Knights Records President Dany Melo (center left) and Vice President Tommy Muñoz (center right) at the Knights Records meeting on Thursday in the Mathematical Sciences Building. Every Thursday, they host social events and guest speaker panels to gain insights from professionals in the music industry.
Courtesy of Gabby Govantes
Knights Records, UCF’s mock record label, fosters a music-loving community by promoting up-and-coming independent student musicians.
The mock label establishes what an aspiring musician and music manager would experience in the real world, offering experience to those who strive to work in the music industry.
Knights Records was founded in February 2025 by Dany Melo, junior entertainment management major. The president and artist manager of the organization, she oversees the entire club and manages UCF musician Daniel Vu.
Melo founded the club because she wanted to gain experience in the music industry and has a passion for connecting artists with the general public.
“I don’t see that there’s a lot of opportunity to get industry experience within UCF,” Melo said. “I want to be able to give people the actual experience. I love helping out emerging artists or just people who don’t have the resources to promote themselves; I just love helping artists in general.”
The club consists of helping artists create branding, logos and overall opportunities. It helps aspiring musicians get acquainted with the music industry.
“That’s what the overall club is here to do,” said Gabby Govantes, senior visual communications major and artist manager. “We’re here to help out the artists and get them to where they need to be with what they want from us.”
Govantes, apart from being UCF musician Ant Moreiro’s manager, also runs the Knights Records’ social media. She emphasizes the importance of using social media for promotion if indie musicians want to make it professionally.
“I’m very in tune with how important [social media] is to promote music right now,” Govantes said. ”It’s not necessarily that you get signed to a label and they do it all for you. Now you have to promote yourself to a point on socials and then a record label will find you and sign you that way.”
In addition to fostering community within Knights Records, the club’s artist managers build strong connections with their respective artists.
Tommy Muñoz, junior information technology major and vice president of the club, highlights the friendship he has with ten7teen, the UCF artist he manages.
“It’s been a really good working relationship because not only am I his artist manager, but we’ve also become friends,” Muñoz said.
Slowly but surely, Knights Records has accumulated more members and created its own collective group.
“You’ll see people that I know don’t know each other from outside starting to talk to each other at the meetings,” Muñoz said. “So obviously that’s pretty rewarding.”
Govantes also said the best part of the club was the niche music-loving community that was formed.
“Definitely the community that we built, everyone in the club has been super friendly and comfortable and I feel like I’ve genuinely made real friends,” Govantes said.
Because Knights Records has been built from the ground up, it is still in the process of evolving into something more established and is looking for new members passionate about the music industry.
“[We are looking for] people who either are in marketing, or people who are on the creative side,” Melo said. “So like, videographers, photographers, people who want to work within music videos or just on very creative projects. That’s kind of what we’re missing right now for our artists.”

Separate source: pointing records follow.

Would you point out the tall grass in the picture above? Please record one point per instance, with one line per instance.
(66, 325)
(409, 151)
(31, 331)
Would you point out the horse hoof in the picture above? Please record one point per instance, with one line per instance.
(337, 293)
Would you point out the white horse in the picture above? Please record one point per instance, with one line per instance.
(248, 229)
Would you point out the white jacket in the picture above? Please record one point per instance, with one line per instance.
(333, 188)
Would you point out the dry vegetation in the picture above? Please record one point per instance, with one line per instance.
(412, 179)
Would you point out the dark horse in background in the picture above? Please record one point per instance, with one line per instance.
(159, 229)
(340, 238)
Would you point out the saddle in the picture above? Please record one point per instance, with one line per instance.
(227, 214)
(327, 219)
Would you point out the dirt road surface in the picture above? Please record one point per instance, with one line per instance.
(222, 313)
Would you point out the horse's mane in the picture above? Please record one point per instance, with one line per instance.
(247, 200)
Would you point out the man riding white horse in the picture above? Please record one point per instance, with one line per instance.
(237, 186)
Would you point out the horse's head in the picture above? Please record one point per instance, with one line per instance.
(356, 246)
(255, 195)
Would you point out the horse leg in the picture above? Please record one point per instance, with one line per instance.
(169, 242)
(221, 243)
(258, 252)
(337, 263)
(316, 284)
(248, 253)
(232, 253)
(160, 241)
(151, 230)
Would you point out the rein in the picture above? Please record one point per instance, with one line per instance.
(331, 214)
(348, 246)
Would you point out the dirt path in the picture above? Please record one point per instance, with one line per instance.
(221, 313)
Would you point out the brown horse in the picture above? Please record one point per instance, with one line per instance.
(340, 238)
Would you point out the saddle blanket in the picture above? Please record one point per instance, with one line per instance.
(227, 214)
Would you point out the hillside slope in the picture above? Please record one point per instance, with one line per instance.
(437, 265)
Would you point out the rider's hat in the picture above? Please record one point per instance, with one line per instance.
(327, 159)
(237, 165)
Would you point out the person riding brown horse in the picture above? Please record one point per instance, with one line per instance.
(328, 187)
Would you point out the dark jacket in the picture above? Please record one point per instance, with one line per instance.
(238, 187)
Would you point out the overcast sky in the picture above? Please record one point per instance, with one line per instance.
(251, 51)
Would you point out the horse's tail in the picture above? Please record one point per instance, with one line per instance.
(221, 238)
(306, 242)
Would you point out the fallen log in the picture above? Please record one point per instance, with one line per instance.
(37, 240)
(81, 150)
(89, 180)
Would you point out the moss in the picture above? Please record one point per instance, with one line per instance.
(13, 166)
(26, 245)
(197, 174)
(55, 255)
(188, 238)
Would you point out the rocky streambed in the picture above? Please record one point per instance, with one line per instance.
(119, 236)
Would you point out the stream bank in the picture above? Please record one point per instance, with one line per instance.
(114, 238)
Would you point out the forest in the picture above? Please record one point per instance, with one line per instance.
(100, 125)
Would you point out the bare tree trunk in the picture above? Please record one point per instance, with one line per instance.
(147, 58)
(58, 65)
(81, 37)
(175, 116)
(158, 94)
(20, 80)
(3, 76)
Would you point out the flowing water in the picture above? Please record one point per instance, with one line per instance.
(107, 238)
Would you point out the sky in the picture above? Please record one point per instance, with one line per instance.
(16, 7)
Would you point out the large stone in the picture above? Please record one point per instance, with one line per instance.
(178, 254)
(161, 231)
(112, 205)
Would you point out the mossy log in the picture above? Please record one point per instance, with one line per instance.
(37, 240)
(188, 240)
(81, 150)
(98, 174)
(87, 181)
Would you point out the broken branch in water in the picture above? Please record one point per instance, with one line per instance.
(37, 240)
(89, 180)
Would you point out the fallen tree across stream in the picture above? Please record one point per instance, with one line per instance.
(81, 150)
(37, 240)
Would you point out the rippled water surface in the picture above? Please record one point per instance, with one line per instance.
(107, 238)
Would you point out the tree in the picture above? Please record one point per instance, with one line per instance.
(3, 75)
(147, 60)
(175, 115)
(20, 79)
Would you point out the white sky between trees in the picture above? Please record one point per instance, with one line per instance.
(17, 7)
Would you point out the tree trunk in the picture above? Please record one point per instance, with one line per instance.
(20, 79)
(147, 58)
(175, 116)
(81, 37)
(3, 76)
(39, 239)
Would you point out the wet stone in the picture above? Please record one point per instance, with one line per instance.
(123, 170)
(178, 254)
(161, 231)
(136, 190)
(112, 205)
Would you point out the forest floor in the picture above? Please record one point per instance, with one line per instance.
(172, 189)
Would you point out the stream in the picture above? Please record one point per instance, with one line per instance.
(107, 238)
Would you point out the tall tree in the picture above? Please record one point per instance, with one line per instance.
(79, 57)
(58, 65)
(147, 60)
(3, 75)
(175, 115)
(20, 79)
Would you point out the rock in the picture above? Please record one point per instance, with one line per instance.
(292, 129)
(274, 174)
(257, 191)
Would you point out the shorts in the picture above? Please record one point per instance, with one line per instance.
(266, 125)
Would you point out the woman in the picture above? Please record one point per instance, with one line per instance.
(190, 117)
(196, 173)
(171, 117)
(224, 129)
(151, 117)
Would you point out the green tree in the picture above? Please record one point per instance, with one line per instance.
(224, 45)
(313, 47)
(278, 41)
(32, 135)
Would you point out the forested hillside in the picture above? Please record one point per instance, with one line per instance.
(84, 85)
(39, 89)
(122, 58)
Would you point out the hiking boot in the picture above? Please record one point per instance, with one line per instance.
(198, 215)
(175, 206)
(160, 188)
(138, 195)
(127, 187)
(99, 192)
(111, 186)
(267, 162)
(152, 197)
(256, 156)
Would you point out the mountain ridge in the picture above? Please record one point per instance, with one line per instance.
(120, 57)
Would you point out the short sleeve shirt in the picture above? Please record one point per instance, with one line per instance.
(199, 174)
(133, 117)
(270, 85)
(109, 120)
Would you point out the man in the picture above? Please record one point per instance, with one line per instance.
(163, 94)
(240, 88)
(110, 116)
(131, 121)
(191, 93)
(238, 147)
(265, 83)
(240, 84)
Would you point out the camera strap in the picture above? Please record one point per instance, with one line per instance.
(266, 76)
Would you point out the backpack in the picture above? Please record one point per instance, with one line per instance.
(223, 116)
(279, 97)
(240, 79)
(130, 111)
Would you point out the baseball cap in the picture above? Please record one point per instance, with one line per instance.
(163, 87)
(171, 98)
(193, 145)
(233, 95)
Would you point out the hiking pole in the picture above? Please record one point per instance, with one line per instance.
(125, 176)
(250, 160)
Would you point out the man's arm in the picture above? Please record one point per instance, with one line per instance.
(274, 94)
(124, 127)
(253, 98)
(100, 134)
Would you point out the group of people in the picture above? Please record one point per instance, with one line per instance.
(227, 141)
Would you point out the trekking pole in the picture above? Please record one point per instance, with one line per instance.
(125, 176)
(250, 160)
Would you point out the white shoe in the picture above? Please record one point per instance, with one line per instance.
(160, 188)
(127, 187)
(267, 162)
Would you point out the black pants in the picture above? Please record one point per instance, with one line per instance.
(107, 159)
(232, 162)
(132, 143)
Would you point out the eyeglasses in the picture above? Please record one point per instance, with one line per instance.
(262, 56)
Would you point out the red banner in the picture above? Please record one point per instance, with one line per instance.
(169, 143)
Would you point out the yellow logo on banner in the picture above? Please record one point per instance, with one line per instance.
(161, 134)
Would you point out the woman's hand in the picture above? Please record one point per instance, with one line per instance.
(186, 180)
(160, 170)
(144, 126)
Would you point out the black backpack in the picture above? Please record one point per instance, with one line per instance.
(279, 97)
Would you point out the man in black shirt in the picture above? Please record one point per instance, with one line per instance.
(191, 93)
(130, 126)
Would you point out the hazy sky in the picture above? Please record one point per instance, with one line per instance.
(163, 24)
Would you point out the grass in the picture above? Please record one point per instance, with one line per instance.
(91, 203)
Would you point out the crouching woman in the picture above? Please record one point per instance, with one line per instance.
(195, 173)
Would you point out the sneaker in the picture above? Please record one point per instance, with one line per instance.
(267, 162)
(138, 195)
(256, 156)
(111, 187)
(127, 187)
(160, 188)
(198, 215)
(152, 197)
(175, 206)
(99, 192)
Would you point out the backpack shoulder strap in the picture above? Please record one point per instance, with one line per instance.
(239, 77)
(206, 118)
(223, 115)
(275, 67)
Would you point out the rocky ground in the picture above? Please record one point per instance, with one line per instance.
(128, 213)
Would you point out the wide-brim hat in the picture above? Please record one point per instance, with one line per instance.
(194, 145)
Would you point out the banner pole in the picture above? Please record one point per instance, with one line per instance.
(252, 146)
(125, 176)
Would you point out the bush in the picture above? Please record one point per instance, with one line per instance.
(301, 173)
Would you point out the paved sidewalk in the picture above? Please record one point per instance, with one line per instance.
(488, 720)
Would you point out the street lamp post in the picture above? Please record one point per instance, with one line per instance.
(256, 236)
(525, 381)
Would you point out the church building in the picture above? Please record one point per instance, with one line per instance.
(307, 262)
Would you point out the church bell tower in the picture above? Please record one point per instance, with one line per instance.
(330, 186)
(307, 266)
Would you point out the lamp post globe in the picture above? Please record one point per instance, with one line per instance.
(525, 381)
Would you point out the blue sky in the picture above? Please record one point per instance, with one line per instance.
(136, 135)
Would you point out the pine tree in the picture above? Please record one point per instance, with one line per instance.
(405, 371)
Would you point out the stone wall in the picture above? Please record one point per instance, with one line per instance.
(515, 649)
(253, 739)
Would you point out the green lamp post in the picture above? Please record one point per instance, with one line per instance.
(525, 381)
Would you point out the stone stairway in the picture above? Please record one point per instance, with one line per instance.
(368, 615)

Melo did not expect the success that Knights Records has experienced in such a short time; it has evolved from an idea into an actual organization born of a devotion to music.
“Seeing this come to life, this is like a passion project that I didn’t think would come to this scale,” Melo said. “I hope it gets bigger and I hope we do more, it literally came from a paper idea and now it’s actual people working and we’re actually helping artists.”